A generation ago, fairy tales and folktales were ubiquitous. Because libraries made up a significant share of the book buying market, they could set the terms. And what they liked were fairy and folktales. The publishing industry complied and life was good. The rise of big box stores, to say nothing of the internet, heralded the end of the fairy/folktale era. With libraries only a fraction of the buying force, the picture book became king and the fairy and folktales almost disappeared entirely. It’s only in the last few years that small publishers have picked up the slack. While The Big Six become The Big Five, soon to be The Big Four, small independent publishers are daring to do what the big guys won’t. Publishing these books has become a kind of rebellion with kids reaping the benefits.

That’s a good summary of what happened. Today, I’ve got a few spreads from Curtis Manley’s The Crane Girl, illustrated by Lin Wang (Lee & Low, March 2017). Not only is this a picture book folktale, still an unusual thing to see, it’s actually an adaptation of more than one Japanese folktale. In a closing note, the author writes:

In the West, only two versions [of this story] are known well. In The Crane Wife (Tsuru Nyobo), a young man rescues a crane and then gives shelter to a mysterious young woman. They fall in love and get married, but when she begins weaving wonderful cloth, his greed and curiosity drive her away. In the version known as The Grateful Crane (Tsuru no Ongaeshi, literally “the crane’s return of a favor”), an old, childless couple gives shelter to a young woman, but again the crane leaves when her identity is discovered.

He goes on to say that, in other versions, various animals take the place of the crane. In The Crane Girl, he resets the story with a young boy, Yasuhiro, who saves an injured crane. The crane later appears in human form at the boy’s home. The boy and his father agree that this mysterious girl can stay if she works hard and contributes to the income. She offers to weave silk for them to sell at the market.
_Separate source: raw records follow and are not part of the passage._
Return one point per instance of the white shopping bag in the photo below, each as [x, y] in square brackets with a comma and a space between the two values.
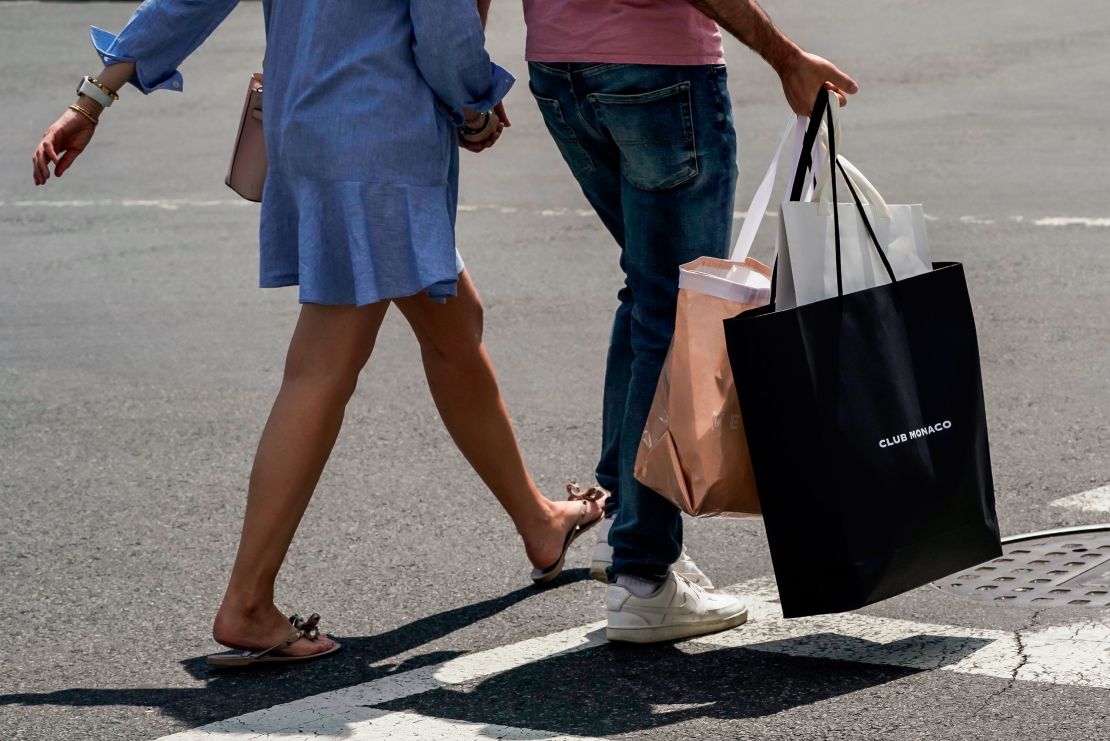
[806, 243]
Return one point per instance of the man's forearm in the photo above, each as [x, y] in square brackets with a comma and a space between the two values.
[748, 22]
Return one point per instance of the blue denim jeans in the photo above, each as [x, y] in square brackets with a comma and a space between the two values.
[654, 150]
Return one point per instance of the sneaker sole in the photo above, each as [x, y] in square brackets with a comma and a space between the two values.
[658, 633]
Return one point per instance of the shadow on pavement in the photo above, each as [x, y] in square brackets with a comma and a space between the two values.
[229, 693]
[615, 689]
Greed for the beautiful silk she produces in private (the one rule is for them to never open the door while she works) changes Yasuhiro’s father in disastrous ways, and it’s eventually revealed that she is the same crane the boy once saved. (But I can’t give away the entire story, can I?)

The story alternates between prose and haiku, and it’s quite effective. The closing author’s note also includes more information on Japanese poetic forms. (I did not know till now that it’s “not strictly true” that a haiku must have a pattern of 5-7-5 syllables.)

Wang’s watercolor paintings are rich and detailed. It all adds up to an enchanting story, one that bows to tradition while simultaneously striking new ground. Here are a couple more spreads:


“When the bird stood up, it was as tall as Yasuhiro.
He stroked the soft feathers on its long neck with his fingertips, and the bird
gently pressed the red top of its head against Yasuhiro’s face. …”

(Click to see text and spread in its entirety)


“The next night someone knocked on the door. Yasuhiro opened it and
found a girl standing there, pale and shivering, tears frozen on her cheeks. …”

(Click to see text and spread in its entirety)


* * * * * * *

THE CRANE GIRL. Text copyright © 2017 by Curis Manley. Illustrations copyright © 2017 by Lin Wang. Illustrations reproduced by permission of the publisher, Lee & Low Books, New York.

2 comments to “The Art of Lin Wang”

  1. Wow. Those are some stunning illustrations. The color and texture and mood are really arresting.

  2. Every kid who reads this is going to want to be IN this book. I now want a crane. These are so beautiful, and that shock of red in every frame just … pops.